Wilson, um ativista declarado contra o fracking, defendeu regulamentações mais rigorosas para controlar a indústria do fraturamento hidráulico, que utiliza perfuração horizontal e injeções de fluidos para fraturar o xisto e liberar o petróleo e o gás presos em seu interior. Mas ela já não acredita que as regulamentações sejam a solução, porque os governos estaduais e federal não estão preparados para aplicá-las. "A única maneira de salvar o planeta das mudanças climáticas é parar o fracking agora", disse ela.
A expansão frenética da indústria de petróleo e gás na Bacia Permiana nos últimos dois anos é algo sem precedentes para Wilson. A infraestrutura ligada à indústria de fraturamento hidráulico — desde plataformas de poços e estações de tratamento de resíduos até oleodutos e locais de transferência de energia — está sendo construída em ritmo acelerado. Wilson constatou que alguns desses locais estão em operação antes mesmo de serem instaladas placas identificando os proprietários e operadores, o que é ilegal e dificulta o registro de possíveis denúncias de poluição do ar.
Local de fraturamento hidráulico próximo a residências em Midland, Texas.
Canteiro de obras de gasoduto na Bacia Permiana.
"“Conter as mudanças climáticas é a questão mais importante do nosso tempo”, disse Wilson, “mas poucas pessoas compreendem o papel do metano. Estamos caminhando para o suicídio planetário, e o que está acontecendo na Bacia Permiana comprova isso.” Motivada por essa convicção, a Earthworks tem investido tempo e recursos para chamar a atenção para o problema do metano na região.
"“Se interrompermos as emissões de metano, o planeta terá uma resposta imediata”, destaca ela. Para isso, a Earthworks afirma que o fraturamento hidráulico, que contribuiu para o excesso de extração de gás natural e petróleo nos EUA, precisa ser interrompido imediatamente.
O metano, principal componente do gás natural, é um gás de efeito estufa que é...p até 86 vezes mais potente do que o dióxido de carbono nos primeiros 20 anos após entrar na atmosfera.
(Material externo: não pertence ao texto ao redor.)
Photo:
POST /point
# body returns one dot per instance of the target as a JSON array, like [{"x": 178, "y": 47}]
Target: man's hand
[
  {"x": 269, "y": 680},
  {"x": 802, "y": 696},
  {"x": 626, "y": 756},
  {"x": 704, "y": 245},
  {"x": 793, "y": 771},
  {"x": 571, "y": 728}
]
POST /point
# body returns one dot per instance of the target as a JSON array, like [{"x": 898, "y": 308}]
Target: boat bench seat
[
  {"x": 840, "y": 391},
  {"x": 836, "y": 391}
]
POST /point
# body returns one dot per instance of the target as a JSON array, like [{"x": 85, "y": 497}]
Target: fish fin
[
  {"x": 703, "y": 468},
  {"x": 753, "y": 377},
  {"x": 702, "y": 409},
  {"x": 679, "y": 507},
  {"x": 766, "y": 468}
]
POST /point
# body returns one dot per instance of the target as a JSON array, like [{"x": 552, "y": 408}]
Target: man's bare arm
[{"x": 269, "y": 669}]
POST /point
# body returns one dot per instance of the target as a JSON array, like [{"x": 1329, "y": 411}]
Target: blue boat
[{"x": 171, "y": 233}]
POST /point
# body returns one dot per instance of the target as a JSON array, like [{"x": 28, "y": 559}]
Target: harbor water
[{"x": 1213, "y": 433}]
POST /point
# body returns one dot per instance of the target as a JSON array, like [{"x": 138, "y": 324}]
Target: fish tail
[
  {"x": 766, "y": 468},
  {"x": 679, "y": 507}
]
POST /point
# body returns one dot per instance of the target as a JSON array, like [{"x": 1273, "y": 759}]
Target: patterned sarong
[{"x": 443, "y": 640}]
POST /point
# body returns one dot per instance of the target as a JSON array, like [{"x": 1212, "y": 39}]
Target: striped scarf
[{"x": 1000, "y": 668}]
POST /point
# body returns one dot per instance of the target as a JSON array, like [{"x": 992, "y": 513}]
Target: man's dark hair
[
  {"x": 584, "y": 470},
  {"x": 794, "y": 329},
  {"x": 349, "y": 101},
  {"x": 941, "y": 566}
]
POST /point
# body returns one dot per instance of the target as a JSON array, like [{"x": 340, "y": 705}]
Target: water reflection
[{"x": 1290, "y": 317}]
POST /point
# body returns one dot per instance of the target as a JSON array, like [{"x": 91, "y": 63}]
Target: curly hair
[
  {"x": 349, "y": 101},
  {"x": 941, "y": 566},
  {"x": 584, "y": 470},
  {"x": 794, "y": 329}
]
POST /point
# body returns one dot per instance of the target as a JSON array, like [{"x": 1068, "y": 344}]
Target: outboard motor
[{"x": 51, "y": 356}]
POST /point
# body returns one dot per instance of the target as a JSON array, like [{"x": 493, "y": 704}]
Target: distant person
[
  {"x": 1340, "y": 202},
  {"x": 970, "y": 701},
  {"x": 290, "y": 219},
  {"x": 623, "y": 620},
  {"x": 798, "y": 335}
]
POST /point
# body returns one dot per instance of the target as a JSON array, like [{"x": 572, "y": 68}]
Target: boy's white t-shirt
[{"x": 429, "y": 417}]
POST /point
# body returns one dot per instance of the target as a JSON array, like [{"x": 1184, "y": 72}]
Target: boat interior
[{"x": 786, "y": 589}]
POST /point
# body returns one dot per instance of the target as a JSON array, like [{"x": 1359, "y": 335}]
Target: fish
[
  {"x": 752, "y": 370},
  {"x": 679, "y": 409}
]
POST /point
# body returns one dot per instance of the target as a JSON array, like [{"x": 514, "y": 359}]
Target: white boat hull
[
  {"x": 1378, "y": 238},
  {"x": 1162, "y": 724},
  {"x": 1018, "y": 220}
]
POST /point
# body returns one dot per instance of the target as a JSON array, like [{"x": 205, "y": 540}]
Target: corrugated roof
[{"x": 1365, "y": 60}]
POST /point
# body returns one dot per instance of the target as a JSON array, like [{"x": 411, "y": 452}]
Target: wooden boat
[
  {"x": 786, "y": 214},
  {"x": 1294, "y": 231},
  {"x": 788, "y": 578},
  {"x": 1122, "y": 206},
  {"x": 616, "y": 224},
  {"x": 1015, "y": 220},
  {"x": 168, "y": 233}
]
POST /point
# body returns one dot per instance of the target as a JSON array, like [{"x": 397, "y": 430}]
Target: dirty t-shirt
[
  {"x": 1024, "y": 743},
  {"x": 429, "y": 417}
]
Um estudo organizado pelo Fundo de Defesa Ambiental (Environmental Defense Fund).FED) e publicado em junho deste ano relata que o NOS A cadeia de suprimentos de petróleo e gás está com vazamentos. aproximadamente 60% mais metano do que a Agência de Proteção Ambiental anterior (.) estimativas, que se baseavam em grande parte em autodeclarações da indústria.
Quatro plataformas de perfuração perto da rodovia interestadual 20, a oeste de Midland, Texas, na Bacia Permiana.
Uma planta de separação criogênica de ar, que pode ser usada para processar gás natural bruto e na recuperação de petróleo e gás, está em construção na Bacia Permiana.
Metano e um planeta em aquecimento
O processo de UNPainel Intergovernamental sobre Mudanças Climáticas (IPCC)IPCCEm outubro, foi divulgado um relatório que enfatizava a urgência de reduzir as emissões que contribuem para o aquecimento global. o relatório de 1.5°C, IPCCAs projeções da ONU dão à humanidade 12 anos para reduzir as emissões o suficiente para limitar a catástrofe das mudanças climáticas.
A conclusão é que as emissões de gases de efeito estufa causadas pelo homem já elevaram as temperaturas médias globais em 1°C (1.8°F) desde a segunda metade do século XIX, e que mudanças urgentes são necessárias para limitar o aquecimento a um total de 1.5°C, a fim de reduzir o risco de calor extremo, secas, inundações e pobreza.
O processo de IPCCAs previsões mostram que, mesmo que as metas atuais do Acordo de Paris sejam cumpridas, as emissões não estão sendo reduzidas com rapidez suficiente para impedir que as temperaturas globais subam mais meio grau Celsius até 2100. De acordo com o grupo Climate Analytics.
O processo de .o mais recente anual de Programa de relatórios de gases de efeito estufaO relatório, também divulgado em outubro, confirma que as emissões de metano não estão diminuindo com a rapidez necessária. O documento apresenta um panorama dos grandes emissores, indica as emissões de metano do setor de petróleo e gás em 2017 e mostra as trajetórias de emissão em todo o país, que estão em ascensão.
De acordo com o Fundo de Defesa Ambiental, um grupo de defesa que pressiona por regulamentações mais rigorosas sobre a poluição do ar: “Uma análise dessas tendências mostra que não estamos reduzindo as emissões de metano do petróleo e do gás com rapidez suficiente para ajudar a evitar os impactos mais catastróficos das mudanças climáticas.”
Mural do Texas com caminhão usado pela indústria de fraturamento hidráulico em Pecos, Texas.
O processo de FEDestudo próprio Os dados sobre emissões de metano divulgados no início deste ano fornecem um relato mais abrangente das liberações de metano do que o .relatório de.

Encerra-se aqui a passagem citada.